Perhaps the natural gas that was locked into shale—a dense sedimentary rock—could be freed and made to flow. He was prepared to back up his hunch with investment. The laboratory for his experiment was a sprawling geologic formation called the Barnett Shale around Dallas and Fort Worth. Almost everyone with whom he worked was skeptical, including his own geologists and engineers. “You’re wasting your money,” they told him over the years. But Mr. Mitchell kept at it.
The payoff came a decade and a half later, at the end of the 1990s. Using a specialized version of a technique called hydraulic fracturing (now widely known as “fracking” or “fracing”), his team found an economical way to create or expand fractures in the rock and to get the trapped gas to flow.
Today, in an age that craves innovation in energy, George Mitchell’s breakthrough in the Barnett Shale has opened the door to a potentially profound change in the global energy equation.
Does that mean that the federal government had no role? Of course not. Questions involving the federal role include:
- did federal money substitute for private capital;
- did federal R&D address areas that would not have been addressed by private companies; or
- did federal participation with private companies provide a needed incentive/a way to lessen its risk?
The answer to each of these is probably yes to a degree. However, a casual reading of the literature on shale gas leads to a reasonable conclusion that the Breakthrough Institute overstated the role of the federal government. Consequently, its implications about government energy R&D could easily mislead.
Hydraulic fracturing was first developed by private industry in the 1940s. The same is true of directional drilling. In the 1970s after the first oil embargo, the federal government created institutions intended to address declining natural gas reserves and energy technologies to reduce U.S. reliance on foreign oil. Most assessments of these efforts are critical of government sponsored projects and spending. Still, that doesn’t mean that it was all a wasted effort, especially the basic research initiatives.

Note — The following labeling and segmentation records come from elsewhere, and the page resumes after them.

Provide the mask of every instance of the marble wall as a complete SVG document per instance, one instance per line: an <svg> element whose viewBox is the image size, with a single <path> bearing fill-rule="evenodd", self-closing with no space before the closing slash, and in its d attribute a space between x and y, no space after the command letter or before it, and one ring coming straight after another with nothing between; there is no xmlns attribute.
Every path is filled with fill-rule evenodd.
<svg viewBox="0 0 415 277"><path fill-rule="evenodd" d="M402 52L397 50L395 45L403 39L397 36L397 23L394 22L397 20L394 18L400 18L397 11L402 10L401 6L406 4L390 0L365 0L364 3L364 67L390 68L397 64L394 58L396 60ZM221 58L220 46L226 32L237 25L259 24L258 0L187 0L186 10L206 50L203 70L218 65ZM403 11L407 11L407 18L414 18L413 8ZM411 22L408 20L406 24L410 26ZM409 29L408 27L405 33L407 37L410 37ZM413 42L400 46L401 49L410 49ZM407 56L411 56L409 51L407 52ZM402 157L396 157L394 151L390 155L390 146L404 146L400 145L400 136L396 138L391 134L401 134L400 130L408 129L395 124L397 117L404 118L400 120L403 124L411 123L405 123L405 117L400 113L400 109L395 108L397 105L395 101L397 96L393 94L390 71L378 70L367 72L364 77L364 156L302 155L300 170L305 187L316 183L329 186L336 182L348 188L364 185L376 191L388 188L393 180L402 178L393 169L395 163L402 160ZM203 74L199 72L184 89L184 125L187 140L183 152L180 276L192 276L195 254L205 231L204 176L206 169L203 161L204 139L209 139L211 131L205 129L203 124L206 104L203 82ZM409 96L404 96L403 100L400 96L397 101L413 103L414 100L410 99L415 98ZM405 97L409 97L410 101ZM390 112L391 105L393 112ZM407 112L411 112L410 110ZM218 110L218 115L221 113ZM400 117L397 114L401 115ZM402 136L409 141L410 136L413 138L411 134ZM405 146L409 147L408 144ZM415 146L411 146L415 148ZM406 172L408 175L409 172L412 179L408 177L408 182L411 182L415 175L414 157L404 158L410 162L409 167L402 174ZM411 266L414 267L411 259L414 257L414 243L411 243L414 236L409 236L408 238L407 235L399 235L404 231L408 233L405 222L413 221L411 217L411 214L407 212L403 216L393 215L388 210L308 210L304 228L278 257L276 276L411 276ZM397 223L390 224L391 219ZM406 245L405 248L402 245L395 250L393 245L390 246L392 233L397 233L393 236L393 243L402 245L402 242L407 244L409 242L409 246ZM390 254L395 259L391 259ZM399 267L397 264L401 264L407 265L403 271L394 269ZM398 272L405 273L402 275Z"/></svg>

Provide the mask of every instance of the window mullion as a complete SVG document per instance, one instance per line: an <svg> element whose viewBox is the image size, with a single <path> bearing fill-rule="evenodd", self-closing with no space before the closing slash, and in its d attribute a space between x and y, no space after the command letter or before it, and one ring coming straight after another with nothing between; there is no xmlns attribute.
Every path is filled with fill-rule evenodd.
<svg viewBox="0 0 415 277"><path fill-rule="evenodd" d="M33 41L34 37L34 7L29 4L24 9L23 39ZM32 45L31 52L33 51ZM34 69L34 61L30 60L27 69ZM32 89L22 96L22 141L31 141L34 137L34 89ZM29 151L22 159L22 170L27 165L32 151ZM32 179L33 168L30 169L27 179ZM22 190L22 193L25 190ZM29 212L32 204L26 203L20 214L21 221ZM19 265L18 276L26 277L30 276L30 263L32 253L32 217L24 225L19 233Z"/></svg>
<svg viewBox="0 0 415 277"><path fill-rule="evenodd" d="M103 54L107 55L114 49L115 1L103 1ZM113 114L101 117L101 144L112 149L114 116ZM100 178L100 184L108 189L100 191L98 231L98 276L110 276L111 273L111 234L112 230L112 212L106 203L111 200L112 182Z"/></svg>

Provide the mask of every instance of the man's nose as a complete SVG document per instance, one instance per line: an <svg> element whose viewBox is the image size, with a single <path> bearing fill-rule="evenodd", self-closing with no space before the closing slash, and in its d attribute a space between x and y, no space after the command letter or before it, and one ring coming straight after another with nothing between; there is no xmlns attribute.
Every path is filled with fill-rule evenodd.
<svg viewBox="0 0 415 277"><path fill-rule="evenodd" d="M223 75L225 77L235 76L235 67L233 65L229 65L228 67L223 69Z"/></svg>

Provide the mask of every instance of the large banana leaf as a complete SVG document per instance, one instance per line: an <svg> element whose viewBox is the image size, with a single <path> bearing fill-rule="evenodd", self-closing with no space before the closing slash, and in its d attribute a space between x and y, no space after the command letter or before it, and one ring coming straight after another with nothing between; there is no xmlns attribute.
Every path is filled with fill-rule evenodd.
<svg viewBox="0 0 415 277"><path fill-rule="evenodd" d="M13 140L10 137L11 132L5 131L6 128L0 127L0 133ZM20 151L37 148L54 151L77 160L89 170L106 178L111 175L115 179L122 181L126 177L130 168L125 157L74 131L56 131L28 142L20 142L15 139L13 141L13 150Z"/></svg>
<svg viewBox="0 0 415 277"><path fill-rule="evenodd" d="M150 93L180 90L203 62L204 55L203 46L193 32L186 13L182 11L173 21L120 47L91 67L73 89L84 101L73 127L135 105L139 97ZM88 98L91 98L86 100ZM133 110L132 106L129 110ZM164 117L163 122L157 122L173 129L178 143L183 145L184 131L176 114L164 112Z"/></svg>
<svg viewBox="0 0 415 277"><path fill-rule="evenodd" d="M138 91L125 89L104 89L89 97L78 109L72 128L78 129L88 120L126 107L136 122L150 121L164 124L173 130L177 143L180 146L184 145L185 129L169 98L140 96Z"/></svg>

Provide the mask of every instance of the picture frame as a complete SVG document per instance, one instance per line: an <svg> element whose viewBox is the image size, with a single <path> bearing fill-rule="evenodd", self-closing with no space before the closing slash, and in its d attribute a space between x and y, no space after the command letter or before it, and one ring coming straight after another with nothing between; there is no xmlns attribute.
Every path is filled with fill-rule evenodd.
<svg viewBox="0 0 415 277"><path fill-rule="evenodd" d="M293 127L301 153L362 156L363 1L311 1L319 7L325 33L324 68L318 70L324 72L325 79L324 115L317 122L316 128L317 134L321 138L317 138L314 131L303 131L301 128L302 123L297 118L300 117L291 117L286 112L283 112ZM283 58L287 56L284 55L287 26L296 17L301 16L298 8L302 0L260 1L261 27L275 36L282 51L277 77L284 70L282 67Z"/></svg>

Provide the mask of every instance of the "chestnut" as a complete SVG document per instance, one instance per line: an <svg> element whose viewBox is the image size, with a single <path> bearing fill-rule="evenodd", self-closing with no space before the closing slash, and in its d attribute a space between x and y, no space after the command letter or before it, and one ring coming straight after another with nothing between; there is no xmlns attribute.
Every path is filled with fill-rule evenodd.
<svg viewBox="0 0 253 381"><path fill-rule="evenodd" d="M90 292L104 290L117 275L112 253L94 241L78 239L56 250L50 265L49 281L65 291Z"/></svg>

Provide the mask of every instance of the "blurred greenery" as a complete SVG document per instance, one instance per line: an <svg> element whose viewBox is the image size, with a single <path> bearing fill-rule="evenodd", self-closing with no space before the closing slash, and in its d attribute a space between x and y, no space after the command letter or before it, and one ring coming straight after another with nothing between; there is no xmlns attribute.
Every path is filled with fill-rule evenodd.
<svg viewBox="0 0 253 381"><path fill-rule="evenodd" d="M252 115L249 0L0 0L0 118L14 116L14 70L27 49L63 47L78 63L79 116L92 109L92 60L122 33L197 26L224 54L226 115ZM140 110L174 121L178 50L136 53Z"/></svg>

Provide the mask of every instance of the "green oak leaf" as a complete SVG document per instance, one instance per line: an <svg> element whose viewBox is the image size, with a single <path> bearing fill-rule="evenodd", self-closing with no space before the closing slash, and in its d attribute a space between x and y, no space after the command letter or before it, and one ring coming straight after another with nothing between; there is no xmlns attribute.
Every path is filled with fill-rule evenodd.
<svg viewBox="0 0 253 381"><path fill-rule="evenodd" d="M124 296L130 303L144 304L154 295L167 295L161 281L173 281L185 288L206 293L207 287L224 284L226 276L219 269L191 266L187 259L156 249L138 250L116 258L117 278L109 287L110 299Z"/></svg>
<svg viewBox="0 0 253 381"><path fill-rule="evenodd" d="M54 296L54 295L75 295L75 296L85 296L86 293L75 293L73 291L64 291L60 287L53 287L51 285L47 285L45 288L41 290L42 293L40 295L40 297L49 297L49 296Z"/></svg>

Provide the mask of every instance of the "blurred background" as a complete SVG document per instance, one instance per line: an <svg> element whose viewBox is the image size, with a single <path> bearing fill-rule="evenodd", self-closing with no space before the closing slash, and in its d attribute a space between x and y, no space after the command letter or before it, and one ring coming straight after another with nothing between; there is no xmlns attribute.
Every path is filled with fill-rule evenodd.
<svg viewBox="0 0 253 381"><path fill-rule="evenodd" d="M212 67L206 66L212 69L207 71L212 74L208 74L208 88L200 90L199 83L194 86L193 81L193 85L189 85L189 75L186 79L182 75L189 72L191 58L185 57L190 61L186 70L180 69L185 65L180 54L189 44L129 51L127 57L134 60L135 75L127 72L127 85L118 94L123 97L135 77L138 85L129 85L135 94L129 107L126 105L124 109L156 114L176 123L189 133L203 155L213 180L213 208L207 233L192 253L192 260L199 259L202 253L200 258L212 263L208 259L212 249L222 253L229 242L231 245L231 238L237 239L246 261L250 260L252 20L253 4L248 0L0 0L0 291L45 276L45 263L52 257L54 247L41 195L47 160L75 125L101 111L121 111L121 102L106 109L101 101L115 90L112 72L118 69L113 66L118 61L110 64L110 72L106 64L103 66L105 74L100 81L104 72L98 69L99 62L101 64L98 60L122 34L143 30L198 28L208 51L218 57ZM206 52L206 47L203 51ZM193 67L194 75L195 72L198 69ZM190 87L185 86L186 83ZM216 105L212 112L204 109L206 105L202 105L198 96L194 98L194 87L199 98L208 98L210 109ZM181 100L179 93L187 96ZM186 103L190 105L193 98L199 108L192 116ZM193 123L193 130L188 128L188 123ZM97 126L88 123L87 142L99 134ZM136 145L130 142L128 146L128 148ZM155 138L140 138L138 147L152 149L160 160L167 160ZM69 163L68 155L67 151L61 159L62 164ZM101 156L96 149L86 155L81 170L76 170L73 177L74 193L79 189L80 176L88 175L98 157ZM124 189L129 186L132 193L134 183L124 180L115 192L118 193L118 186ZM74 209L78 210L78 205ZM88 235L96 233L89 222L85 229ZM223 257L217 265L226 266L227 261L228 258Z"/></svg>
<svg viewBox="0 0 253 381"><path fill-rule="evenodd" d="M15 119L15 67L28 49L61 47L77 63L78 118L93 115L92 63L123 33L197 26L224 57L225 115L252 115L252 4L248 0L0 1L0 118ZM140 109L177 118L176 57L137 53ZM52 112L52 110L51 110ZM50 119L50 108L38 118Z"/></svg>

According to Yergin, Section 29 was “a provision in the 1980 windfall profits tax bill that provided a federal tax credit for drilling for so-called unconventional natural gas” And it “stimulated activities that would otherwise not have taken place.” But shale gas proved too difficult and uneconomic, and almost all companies tackling the issue dropped out.
Yet, Mitchell persisted.
During two decades of effort, he lost a quite a bit of money.” Because of his belief in the potential of shale gas, Mitchell was able to interest the Gas Research Institute—a private-public not for profit organization—and the DOE to allocate research dollars to new technologies. There is evidence that federal R&D dollars contributed to making shale gas commercially viable, earlier rather than later in the process.
According to Dr. Terry Engelder from Penn State, DOE research “helped expand the limits of gas shale production and increased understanding of production mechanisms.” George King, a consultant with Apache Corporation, wrote that technology developments responsible for fracking can be attributed to “a loose alliance of the U.S. Department of Energy, the Gas Research Institute and numerous operators.”
Yergin echoes these insights, noting that when George Mitchell put Mitchell Energy on the market in the late 90s, three companies passed on acquiring it after concluding that fracking was a commercial flop. Few years later, one of those companies, Devon Energy, acquired Mitchell after it starting producing shale gas.
The conclusion that can be drawn from this history is that President Obama greatly overstated the government’s role in making shale gas commercially viable. Politicians do that all of the time and regrettably. The President uses excessive rhetoric far too often. Second, government R&D funding contributed to the development of shale gas technology. What is unclear is how much filled a void in funding how much displaced private funding.
One example of value added by government R&D is not a reason to generalize about government sponsored R&D. The shale gas revolution could be a useful case study for better understanding where government funding is appropriate, where it merely replaces private sector funding, and why other firms did not share George Mitchell’s vision.
Independent of the government’s role in shale gas, there is a rich history of the government wasting R&D dollars attempting to advance an industrial policy and investing in areas best left to the private sector. Government R&D is best focused on basic research and topics on which the private sector would have difficulty establishing property rights.